A Christian kindergarten teacher I know told me the story of a little girl caught in the middle of a vicious divorce. Climbing into my friend’s lap, the girl said, “Tell me again that Jesus loves me. I keep forgetting.” The girl knew in her head that Jesus loved her, but she still needed to hear it from the outside. So affirms the old gospel hymn by Katherine Hankey: “I love to tell the story, for those who know it best / Seem hungering and thirsting to hear it like the rest.”
Preaching the gospel, then, is not simply about conveying information. When the gospel is truly preached and received, it enters the soul through hearing—with hope and promise, challenge and absolution, blessing and solace. It does not merely command, but gives what it commands, by the power of the Holy Spirit. It does not ask the hearer to believe 20-some impossible things before breakfast as an evidence of faith. Rather, it conveys the reality of the living Christ as the one thing truly necessary to a human life and an eternal future.
Pictures, static or moving, cannot do such things. To say that is not to deny that the arts enrich human life or to bar them from entering the sanctuary. Indeed, they can have positive value. However, visuals sometimes intrude, as when PowerPoint additions to sermons (whether text or image) split the hearers’ focus and seriously impede direct address. Entirely secular analysts make the point when they ask us to imagine Martin Luther King Jr.'s “I Have a Dream” speech presented via PowerPoint, or when they provide a mock slideshow to accompany Abraham Lincoln’s “Gettysburg Address.” A video clip that does not make the precise point of a biblical text and serve to bring the text home ends up overwhelming the sermon. It ends up implying that something besides the Word will really enable us to live faithfully before God and our neighbors.
God created the physical world by speaking (Gen. 1; Ps. 33:6, 9).
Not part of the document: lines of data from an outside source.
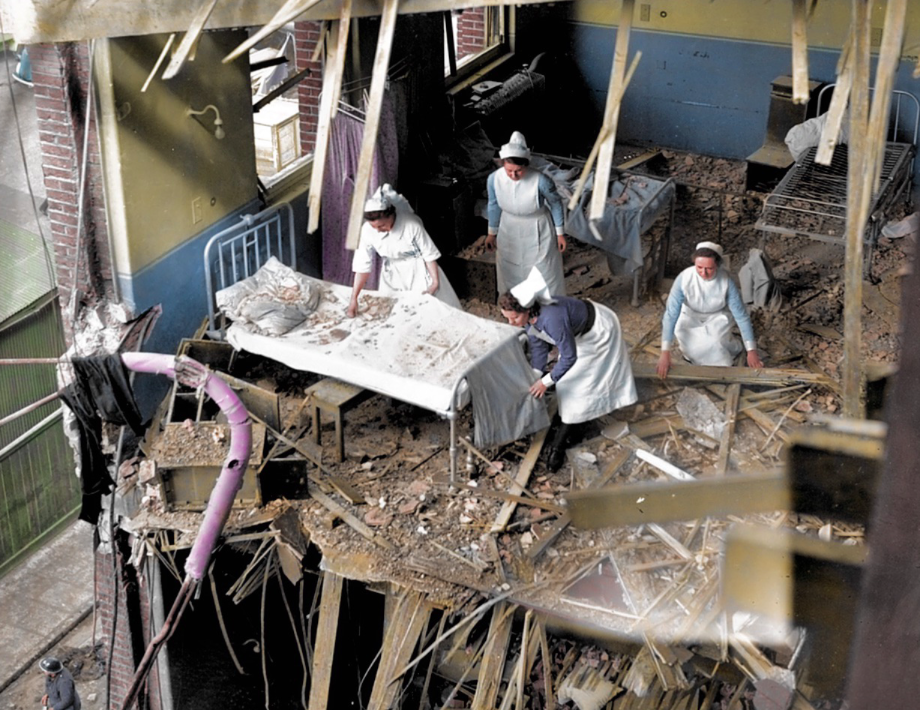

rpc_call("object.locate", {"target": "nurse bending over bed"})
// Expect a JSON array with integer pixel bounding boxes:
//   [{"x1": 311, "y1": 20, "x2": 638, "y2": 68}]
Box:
[
  {"x1": 657, "y1": 242, "x2": 763, "y2": 377},
  {"x1": 346, "y1": 185, "x2": 460, "y2": 318},
  {"x1": 499, "y1": 267, "x2": 637, "y2": 471}
]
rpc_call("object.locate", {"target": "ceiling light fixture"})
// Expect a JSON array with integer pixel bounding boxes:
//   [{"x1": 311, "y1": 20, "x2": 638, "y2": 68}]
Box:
[{"x1": 185, "y1": 104, "x2": 227, "y2": 140}]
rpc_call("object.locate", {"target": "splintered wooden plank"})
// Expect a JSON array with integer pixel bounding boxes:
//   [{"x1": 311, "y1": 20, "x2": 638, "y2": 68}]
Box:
[
  {"x1": 567, "y1": 473, "x2": 792, "y2": 529},
  {"x1": 471, "y1": 602, "x2": 514, "y2": 710},
  {"x1": 367, "y1": 591, "x2": 431, "y2": 710},
  {"x1": 841, "y1": 0, "x2": 872, "y2": 419},
  {"x1": 590, "y1": 0, "x2": 636, "y2": 220},
  {"x1": 867, "y1": 0, "x2": 907, "y2": 194},
  {"x1": 632, "y1": 362, "x2": 835, "y2": 387},
  {"x1": 345, "y1": 0, "x2": 399, "y2": 250},
  {"x1": 490, "y1": 428, "x2": 549, "y2": 532},
  {"x1": 308, "y1": 487, "x2": 393, "y2": 550},
  {"x1": 815, "y1": 24, "x2": 855, "y2": 165},
  {"x1": 308, "y1": 572, "x2": 343, "y2": 710},
  {"x1": 792, "y1": 0, "x2": 810, "y2": 104},
  {"x1": 307, "y1": 0, "x2": 351, "y2": 234},
  {"x1": 716, "y1": 382, "x2": 741, "y2": 476},
  {"x1": 223, "y1": 0, "x2": 323, "y2": 64},
  {"x1": 163, "y1": 0, "x2": 217, "y2": 79}
]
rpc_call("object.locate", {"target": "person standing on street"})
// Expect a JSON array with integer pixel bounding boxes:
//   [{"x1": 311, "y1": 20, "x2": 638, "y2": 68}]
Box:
[{"x1": 38, "y1": 656, "x2": 83, "y2": 710}]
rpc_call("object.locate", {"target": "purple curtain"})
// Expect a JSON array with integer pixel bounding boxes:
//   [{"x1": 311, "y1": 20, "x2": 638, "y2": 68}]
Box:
[{"x1": 322, "y1": 95, "x2": 399, "y2": 289}]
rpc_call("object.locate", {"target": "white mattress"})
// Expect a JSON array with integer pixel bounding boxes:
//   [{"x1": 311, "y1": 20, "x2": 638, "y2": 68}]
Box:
[{"x1": 227, "y1": 277, "x2": 521, "y2": 413}]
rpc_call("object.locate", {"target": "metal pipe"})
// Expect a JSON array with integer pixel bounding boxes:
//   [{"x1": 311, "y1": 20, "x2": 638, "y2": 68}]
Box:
[{"x1": 121, "y1": 353, "x2": 252, "y2": 710}]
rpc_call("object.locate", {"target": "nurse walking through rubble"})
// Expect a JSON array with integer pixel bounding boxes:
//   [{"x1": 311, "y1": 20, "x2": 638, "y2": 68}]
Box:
[
  {"x1": 499, "y1": 268, "x2": 638, "y2": 471},
  {"x1": 486, "y1": 131, "x2": 566, "y2": 296},
  {"x1": 347, "y1": 185, "x2": 460, "y2": 318},
  {"x1": 657, "y1": 242, "x2": 763, "y2": 377}
]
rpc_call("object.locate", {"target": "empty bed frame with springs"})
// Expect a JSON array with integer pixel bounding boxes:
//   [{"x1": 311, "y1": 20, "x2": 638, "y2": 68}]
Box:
[{"x1": 756, "y1": 84, "x2": 920, "y2": 271}]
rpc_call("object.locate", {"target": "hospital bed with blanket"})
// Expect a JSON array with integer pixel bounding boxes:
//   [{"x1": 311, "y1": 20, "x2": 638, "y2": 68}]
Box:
[
  {"x1": 755, "y1": 84, "x2": 920, "y2": 271},
  {"x1": 532, "y1": 156, "x2": 677, "y2": 306},
  {"x1": 204, "y1": 205, "x2": 549, "y2": 480}
]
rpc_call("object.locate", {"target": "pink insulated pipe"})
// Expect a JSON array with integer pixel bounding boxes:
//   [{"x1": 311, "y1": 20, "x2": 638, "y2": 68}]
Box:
[{"x1": 121, "y1": 353, "x2": 252, "y2": 710}]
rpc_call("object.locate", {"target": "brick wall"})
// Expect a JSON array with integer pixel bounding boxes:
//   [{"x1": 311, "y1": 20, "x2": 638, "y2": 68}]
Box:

We might even suggest that he constituted us as human by speaking, in giving us our distinctive role in creation (Gen. 1:28). We may think as we look at another, “Speak, that I may see you”; and we may be ashamed when, hearing a seriously physically impaired person speak, we recognize that we did not previously see her truly at all. Jesus himself is known as the Logos, the Word, through whom all things were made (John 1:1–3). And the term logos carries the sense of the structure of all reality. So maybe God’s choice of preaching, of using words, to give new life to those who believe is not so foolish after all.
Marguerite Shuster is Harold John Ockenga Professor Emerita of Preaching and Theology, and senior professor of preaching and theology at Fuller Theological Seminary.